Although previous studies have suggested that finding a purpose in life lowers the risk of death above and beyond other factors known to predict longevity, almost no previous studies evaluated whether or not the benefits of purpose vary over time, such as across different developmental periods or after important life transitions.  This study looked at that question.

Data from over 6,000 individuals focusing on their purpose in life were evaluated using questions such as “Some people wander aimlessly through life, but I am not one of them.” They also looked at other psychosocial variables to gauge positive relations with others and their experience with positive and negative emotions.

Five hundred sixty nine of the 6,000 subjects died over the 14 year follow up period (about 9% of the sample). This group had reported lower purpose in life and lower positive relations than did the survivors. Great purpose in life consistently predicted lower mortality risk across the lifespan and showed the same benefits for young, middle aged, and older subjects across the follow up period.
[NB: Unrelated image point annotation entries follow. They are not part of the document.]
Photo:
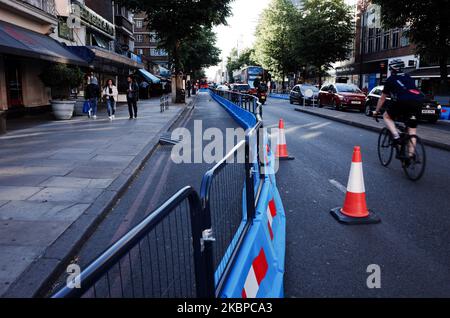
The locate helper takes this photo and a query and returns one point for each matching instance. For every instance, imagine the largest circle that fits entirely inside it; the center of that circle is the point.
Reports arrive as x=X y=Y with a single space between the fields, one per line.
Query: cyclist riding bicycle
x=406 y=101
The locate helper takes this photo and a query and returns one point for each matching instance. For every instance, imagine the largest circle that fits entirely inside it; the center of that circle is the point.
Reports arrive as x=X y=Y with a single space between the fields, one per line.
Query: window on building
x=404 y=41
x=386 y=40
x=158 y=52
x=370 y=48
x=378 y=40
x=395 y=39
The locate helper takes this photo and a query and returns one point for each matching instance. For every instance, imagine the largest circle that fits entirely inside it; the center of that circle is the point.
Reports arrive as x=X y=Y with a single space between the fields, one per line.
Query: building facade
x=374 y=48
x=96 y=35
x=146 y=45
x=28 y=31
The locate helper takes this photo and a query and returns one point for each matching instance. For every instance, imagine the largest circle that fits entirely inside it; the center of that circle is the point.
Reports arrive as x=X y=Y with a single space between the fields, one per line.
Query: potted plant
x=62 y=79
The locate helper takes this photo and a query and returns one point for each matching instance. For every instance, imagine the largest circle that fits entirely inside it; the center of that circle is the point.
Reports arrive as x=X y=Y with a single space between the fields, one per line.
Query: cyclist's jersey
x=402 y=88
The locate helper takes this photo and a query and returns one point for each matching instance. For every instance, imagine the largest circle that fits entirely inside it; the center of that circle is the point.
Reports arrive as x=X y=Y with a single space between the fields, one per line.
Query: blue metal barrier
x=258 y=268
x=279 y=96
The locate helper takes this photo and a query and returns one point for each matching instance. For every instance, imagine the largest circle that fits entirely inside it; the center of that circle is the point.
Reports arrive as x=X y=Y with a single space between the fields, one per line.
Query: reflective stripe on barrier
x=271 y=214
x=259 y=242
x=255 y=276
x=279 y=96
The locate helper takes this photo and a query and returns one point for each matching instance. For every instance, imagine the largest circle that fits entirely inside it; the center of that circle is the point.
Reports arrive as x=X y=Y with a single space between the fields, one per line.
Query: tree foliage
x=177 y=21
x=237 y=61
x=325 y=33
x=428 y=27
x=274 y=47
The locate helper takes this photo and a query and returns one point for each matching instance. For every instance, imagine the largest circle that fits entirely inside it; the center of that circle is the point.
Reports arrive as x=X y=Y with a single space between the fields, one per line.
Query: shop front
x=107 y=65
x=24 y=55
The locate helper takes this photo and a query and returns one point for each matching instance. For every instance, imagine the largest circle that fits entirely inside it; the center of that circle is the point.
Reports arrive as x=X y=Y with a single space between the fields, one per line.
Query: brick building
x=374 y=48
x=146 y=45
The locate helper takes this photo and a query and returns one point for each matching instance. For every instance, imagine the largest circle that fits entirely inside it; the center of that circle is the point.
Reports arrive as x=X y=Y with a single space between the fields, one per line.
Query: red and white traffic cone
x=355 y=209
x=282 y=152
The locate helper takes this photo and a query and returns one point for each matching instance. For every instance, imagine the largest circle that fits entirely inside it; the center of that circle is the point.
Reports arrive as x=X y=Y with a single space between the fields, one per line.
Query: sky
x=240 y=31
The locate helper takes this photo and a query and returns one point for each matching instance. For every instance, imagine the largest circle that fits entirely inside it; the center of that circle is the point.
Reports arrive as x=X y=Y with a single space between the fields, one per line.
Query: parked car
x=342 y=96
x=223 y=88
x=431 y=110
x=297 y=95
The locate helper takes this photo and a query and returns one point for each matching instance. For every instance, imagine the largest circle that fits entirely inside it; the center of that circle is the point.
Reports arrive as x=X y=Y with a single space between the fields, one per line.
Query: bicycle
x=410 y=151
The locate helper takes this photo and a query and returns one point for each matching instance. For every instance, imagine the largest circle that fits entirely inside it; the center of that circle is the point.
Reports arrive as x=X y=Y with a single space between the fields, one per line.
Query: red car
x=342 y=96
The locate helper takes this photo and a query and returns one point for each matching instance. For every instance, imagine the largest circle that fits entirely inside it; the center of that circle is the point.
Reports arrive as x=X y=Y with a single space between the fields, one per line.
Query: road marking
x=338 y=185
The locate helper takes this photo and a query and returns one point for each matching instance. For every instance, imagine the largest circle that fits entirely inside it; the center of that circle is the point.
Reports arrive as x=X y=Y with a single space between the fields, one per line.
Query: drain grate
x=166 y=140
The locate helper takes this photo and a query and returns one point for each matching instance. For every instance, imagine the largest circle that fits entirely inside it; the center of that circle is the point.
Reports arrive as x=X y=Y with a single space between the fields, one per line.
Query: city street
x=166 y=150
x=158 y=180
x=326 y=259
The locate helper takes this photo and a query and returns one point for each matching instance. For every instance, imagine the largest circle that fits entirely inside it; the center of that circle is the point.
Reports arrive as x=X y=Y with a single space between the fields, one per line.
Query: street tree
x=324 y=34
x=178 y=21
x=274 y=46
x=237 y=61
x=427 y=24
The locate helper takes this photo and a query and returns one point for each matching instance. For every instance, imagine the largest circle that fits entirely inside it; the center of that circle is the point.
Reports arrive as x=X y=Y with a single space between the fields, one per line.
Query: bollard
x=162 y=103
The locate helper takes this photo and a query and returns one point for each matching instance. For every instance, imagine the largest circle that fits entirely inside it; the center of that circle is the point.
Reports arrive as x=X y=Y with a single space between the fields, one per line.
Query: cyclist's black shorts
x=407 y=112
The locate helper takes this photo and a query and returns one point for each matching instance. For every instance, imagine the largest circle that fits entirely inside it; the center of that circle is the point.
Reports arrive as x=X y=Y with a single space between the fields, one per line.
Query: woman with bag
x=111 y=94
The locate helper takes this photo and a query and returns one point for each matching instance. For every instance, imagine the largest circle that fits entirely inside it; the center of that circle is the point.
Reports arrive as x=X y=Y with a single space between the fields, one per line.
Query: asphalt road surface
x=327 y=259
x=156 y=183
x=324 y=258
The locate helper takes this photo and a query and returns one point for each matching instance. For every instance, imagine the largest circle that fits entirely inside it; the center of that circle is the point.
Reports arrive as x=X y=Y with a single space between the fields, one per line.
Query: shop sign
x=91 y=18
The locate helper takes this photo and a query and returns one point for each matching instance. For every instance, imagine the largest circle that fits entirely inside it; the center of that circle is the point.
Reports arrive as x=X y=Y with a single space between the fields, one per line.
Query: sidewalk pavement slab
x=58 y=179
x=434 y=136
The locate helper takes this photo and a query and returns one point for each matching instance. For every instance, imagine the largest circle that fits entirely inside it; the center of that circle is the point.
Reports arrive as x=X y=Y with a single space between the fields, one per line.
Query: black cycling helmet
x=396 y=66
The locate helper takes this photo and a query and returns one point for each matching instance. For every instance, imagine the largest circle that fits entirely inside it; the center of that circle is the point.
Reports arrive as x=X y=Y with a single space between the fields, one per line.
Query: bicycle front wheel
x=385 y=149
x=416 y=163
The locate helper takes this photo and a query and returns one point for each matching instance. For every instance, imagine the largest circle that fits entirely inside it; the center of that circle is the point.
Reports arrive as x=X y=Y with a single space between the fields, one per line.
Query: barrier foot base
x=286 y=158
x=344 y=219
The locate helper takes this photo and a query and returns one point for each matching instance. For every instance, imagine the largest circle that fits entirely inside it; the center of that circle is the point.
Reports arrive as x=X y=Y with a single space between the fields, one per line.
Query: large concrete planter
x=78 y=110
x=63 y=109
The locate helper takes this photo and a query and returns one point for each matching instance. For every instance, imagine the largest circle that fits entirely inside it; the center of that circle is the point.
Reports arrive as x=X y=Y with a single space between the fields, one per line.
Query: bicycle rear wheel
x=385 y=149
x=415 y=166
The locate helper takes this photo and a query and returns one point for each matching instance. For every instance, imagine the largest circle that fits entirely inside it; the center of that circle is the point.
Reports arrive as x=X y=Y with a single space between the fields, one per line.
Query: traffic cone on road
x=355 y=209
x=282 y=152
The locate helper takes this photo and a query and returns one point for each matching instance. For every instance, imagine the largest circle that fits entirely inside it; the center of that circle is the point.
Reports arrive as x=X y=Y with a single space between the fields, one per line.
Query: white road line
x=339 y=186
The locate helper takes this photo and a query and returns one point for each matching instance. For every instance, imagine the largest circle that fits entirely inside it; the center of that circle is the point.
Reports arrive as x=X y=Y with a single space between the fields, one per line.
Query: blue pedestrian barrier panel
x=258 y=269
x=279 y=96
x=445 y=113
x=264 y=244
x=246 y=119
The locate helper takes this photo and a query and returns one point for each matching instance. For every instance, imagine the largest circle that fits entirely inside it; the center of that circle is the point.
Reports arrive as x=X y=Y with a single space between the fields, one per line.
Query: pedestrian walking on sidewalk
x=132 y=97
x=111 y=94
x=189 y=88
x=92 y=95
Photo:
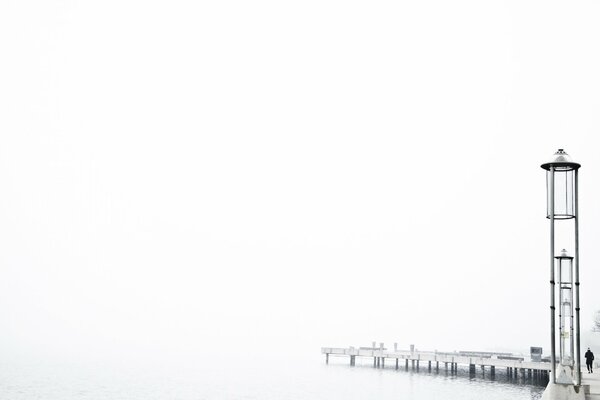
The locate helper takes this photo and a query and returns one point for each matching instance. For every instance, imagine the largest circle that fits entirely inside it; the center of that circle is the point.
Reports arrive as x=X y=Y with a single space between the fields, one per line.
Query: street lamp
x=562 y=204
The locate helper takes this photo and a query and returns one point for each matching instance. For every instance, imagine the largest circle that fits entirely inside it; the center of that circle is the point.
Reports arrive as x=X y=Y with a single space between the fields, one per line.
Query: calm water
x=255 y=378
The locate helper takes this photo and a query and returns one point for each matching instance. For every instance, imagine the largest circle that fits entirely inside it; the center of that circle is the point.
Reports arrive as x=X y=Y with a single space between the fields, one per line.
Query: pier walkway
x=514 y=365
x=592 y=381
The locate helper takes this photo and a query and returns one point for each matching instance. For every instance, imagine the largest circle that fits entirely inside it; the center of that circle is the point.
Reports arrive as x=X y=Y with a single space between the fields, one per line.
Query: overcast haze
x=181 y=177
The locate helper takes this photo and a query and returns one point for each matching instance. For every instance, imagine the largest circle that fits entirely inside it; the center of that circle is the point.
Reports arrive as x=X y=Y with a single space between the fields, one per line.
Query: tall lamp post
x=562 y=204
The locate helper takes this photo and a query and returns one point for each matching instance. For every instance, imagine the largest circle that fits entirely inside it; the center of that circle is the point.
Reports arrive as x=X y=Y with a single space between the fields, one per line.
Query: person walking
x=589 y=358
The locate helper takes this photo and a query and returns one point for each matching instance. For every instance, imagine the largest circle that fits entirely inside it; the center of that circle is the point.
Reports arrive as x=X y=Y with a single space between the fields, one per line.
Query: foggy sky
x=184 y=177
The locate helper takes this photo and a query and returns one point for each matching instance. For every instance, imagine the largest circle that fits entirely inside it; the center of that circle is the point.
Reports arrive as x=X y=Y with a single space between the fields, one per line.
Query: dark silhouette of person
x=589 y=358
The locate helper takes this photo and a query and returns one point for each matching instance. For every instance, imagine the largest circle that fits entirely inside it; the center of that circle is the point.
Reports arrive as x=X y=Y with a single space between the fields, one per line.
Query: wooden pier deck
x=514 y=365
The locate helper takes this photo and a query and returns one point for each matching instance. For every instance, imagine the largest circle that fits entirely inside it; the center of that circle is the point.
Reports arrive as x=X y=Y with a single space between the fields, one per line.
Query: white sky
x=183 y=176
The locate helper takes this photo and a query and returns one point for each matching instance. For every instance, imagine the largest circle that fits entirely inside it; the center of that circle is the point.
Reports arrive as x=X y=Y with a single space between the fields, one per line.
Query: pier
x=514 y=366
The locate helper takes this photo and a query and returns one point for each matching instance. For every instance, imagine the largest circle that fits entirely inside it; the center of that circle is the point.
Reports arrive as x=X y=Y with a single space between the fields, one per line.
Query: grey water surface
x=255 y=378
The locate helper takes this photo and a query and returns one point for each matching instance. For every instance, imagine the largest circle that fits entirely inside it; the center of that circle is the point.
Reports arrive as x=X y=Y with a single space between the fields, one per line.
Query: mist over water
x=267 y=377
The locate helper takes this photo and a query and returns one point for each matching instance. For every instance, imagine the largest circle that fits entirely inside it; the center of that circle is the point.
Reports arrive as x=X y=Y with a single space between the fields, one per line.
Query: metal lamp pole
x=562 y=204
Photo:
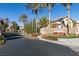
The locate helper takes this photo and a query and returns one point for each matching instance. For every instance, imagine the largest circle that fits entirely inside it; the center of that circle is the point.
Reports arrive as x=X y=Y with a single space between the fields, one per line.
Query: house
x=59 y=26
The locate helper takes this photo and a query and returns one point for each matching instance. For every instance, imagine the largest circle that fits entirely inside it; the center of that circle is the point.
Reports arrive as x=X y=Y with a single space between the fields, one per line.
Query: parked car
x=2 y=32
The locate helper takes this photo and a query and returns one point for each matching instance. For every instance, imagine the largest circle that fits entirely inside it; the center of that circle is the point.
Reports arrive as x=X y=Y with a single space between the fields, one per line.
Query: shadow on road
x=33 y=47
x=12 y=36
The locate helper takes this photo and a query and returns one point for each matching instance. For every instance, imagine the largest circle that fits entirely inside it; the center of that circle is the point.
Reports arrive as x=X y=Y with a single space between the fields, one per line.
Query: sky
x=14 y=10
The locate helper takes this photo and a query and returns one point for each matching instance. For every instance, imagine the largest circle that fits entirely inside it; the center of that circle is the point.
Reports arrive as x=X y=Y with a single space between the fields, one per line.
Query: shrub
x=69 y=36
x=34 y=35
x=50 y=38
x=1 y=40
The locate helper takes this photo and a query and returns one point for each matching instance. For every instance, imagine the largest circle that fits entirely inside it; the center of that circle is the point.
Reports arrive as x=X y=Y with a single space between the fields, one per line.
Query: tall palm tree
x=35 y=9
x=14 y=26
x=67 y=5
x=23 y=18
x=49 y=6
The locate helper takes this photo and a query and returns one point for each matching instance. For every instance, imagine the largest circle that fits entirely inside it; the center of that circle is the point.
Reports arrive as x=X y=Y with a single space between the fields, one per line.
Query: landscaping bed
x=69 y=36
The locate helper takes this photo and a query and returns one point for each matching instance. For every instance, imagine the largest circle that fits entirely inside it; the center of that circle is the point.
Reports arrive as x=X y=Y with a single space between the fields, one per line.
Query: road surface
x=17 y=45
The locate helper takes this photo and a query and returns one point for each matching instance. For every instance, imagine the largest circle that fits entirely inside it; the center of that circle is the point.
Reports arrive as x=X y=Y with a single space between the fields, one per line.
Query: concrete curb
x=71 y=42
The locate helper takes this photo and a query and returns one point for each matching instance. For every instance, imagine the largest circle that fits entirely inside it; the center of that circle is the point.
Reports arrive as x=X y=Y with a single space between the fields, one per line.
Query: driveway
x=17 y=45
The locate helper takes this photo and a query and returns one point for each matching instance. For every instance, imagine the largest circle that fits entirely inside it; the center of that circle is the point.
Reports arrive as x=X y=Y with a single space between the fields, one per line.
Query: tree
x=14 y=26
x=67 y=5
x=49 y=6
x=35 y=9
x=23 y=18
x=43 y=22
x=6 y=21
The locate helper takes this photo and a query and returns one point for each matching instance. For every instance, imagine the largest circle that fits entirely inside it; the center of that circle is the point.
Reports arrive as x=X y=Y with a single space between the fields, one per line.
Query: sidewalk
x=71 y=43
x=29 y=36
Interesting, purpose had similar benefits for adults regardless of retirement status, a known mortality risk  factor. The researchers reported that these longevity benefits of purpose in life were consistent even after other indicators of psychological well being such as positive relations and positive emotions were considered. Researchers said “These findings suggest that there’s something unique about finding  a purpose that seems to be leading to greater longevity.” Researchers current research is focusing on whetehr or not having a purpose might lead to a healthier lifestyle that influences longevity.